NEW-YORK — Une entreprise de biotechnologie visant à ressusciter des créatures disparues a déclaré cette semaine avoir fait éclore des poulets vivants dans un environnement artificiel – une évolution qui a suscité des critiques mitigées de la part des scientifiques et des militants concernant sa mission d’éradication.
Selon Colossal Biosciences, vingt-six bébés poulets – âgés de quelques jours à plusieurs mois – sont nés d’une reproduction de coquille d’œuf imprimée en 3D.
Colossal a précédemment annoncé avoir créé des animaux vivants pour ressembler à des espèces disparues, notamment des rongeurs aux cheveux longs comme un loup mammouth et des loups qui traquent des loups terribles.
Le PDG de Colossal, Ben Lamm, affirme que la technologie des œufs artificiels pourrait un jour être étendue pour modifier génétiquement les oiseaux vivants afin de correspondre au grand tétras-lyre de Nouvelle-Zélande, disparu, qui a 80 fois la taille des œufs d’une poule, ce qui rend difficile la ponte des nouveaux oiseaux.

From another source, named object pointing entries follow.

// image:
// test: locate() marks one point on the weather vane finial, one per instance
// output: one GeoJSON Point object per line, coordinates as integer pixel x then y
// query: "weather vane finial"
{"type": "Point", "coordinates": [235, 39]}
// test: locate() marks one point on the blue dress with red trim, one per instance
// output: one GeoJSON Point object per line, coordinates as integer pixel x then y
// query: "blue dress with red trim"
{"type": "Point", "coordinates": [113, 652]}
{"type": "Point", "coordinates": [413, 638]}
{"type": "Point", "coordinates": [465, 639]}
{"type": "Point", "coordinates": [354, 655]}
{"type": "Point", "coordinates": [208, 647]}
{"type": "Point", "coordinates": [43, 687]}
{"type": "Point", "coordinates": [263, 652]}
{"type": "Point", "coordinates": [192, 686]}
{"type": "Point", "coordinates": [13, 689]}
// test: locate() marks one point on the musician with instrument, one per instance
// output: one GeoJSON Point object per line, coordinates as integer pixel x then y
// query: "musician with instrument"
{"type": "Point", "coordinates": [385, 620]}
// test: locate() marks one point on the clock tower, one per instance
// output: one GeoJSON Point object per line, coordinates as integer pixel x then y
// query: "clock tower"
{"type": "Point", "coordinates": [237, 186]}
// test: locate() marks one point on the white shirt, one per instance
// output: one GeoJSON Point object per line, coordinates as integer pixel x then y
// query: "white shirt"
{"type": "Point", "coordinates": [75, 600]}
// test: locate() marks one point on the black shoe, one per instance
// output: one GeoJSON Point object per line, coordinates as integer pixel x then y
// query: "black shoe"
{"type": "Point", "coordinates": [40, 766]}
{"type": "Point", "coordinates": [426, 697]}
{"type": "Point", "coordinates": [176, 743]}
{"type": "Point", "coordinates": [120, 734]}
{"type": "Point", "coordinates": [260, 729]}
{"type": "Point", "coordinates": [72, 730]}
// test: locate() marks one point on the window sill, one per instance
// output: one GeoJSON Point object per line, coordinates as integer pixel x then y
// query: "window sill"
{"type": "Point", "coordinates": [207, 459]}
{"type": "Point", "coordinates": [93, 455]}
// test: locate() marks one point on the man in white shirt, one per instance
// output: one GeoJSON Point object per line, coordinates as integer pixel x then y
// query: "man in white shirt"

“Nous voulions créer quelque chose que l’environnement a très bien réussi à développer et à améliorer, à mettre à l’échelle et à améliorer”, a déclaré Lamm.
Selon des scientifiques indépendants, la technologie, bien qu’étonnante, ne doit pas être considérée comme des œufs artificiels. Et ils ont dit que l’idée de sauver les animaux n’était plus possible.
“Ils pourront peut-être utiliser cette technologie pour les aider à créer un oiseau génétique, mais il s’agit simplement d’un oiseau génétique, pas d’un poulet”, a déclaré Vincent Lynch, biologiste à l’Université de Buffalo.
Pour faire éclore les poussins, les scientifiques de Colossal versent des œufs fécondés dans un système artificiel et les placent dans un incubateur. Ils ont également ajouté du calcium provenant de la coquille de l’œuf et ont décrit le développement et la croissance de l’embryon au fil du temps.
Selon les scientifiques, Colossal a créé une coquille d’œuf dotée d’une membrane qui permet à l’oxygène d’y pénétrer, comme un œuf. Mais d’autres parties de l’œuf, telles que les organes temporaires formés pour nourrir et stabiliser la croissance du poussin et éliminer les déchets, ne sont pas incluses.
« Ce n’est pas un faux œuf parce que vous avez versé toutes les parties dans un œuf.
Au cours des dernières décennies, les chercheurs ont utilisé une technologie de pointe pour créer des coquilles d’œufs transparentes que les poussins éclosent à partir de films ou de sacs en plastique. Ces technologies sont utiles pour étudier le développement des poulets et rassembler des connaissances qui peuvent également être appliquées à d’autres mammifères et même aux humains.
“Faire des abeilles à partir de conteneurs artificiels n’a rien de nouveau”, explique Nicola Hemmings, qui étudie la biologie aviaire à l’Université de Sheffield. Hemmings ne fait pas partie de l’équipe Colossal.
Nous avons un long chemin à parcourir avant que Colossal essaie d’élever des poules en utilisant ce système d’œufs. Les scientifiques doivent comparer l’ADN ancien des os d’oiseaux bien conservés à celui de différents oiseaux vivants. Et une plus grosse coquille d’œuf.
“Nous ne voulions pas attendre d’être prêts à donner naissance à une grosse poule. Nous voulions commencer dès maintenant à travailler sur les défis mécaniques de la grossesse et de l’accouchement”, a déclaré Lamm.
Même si Colossal réussit à créer un oiseau aussi grand qu’un coq, certains scientifiques s’inquiètent de ce qui se passera ensuite, notamment de la façon dont il survivra dans un pays qui n’a jamais existé auparavant.
“Le grand défi est de savoir dans quel type d’environnement vit cet animal ?” a déclaré le biologiste Arthur Caplan de la Grossman School of Medicine de l’Université de New York.
Ces efforts d’euthanasie facilitent désormais la compréhension des espèces menacées, et les scientifiques peuvent conserver le sperme et les ovules de membres vivants pour tenter de les ramener, a déclaré Hemmings.
“Mes intérêts personnels sont de conserver ce que nous avons et de restaurer ce que nous avons perdu”, a déclaré Hemmings.
Ramakrishnan écrit pour Associated Press.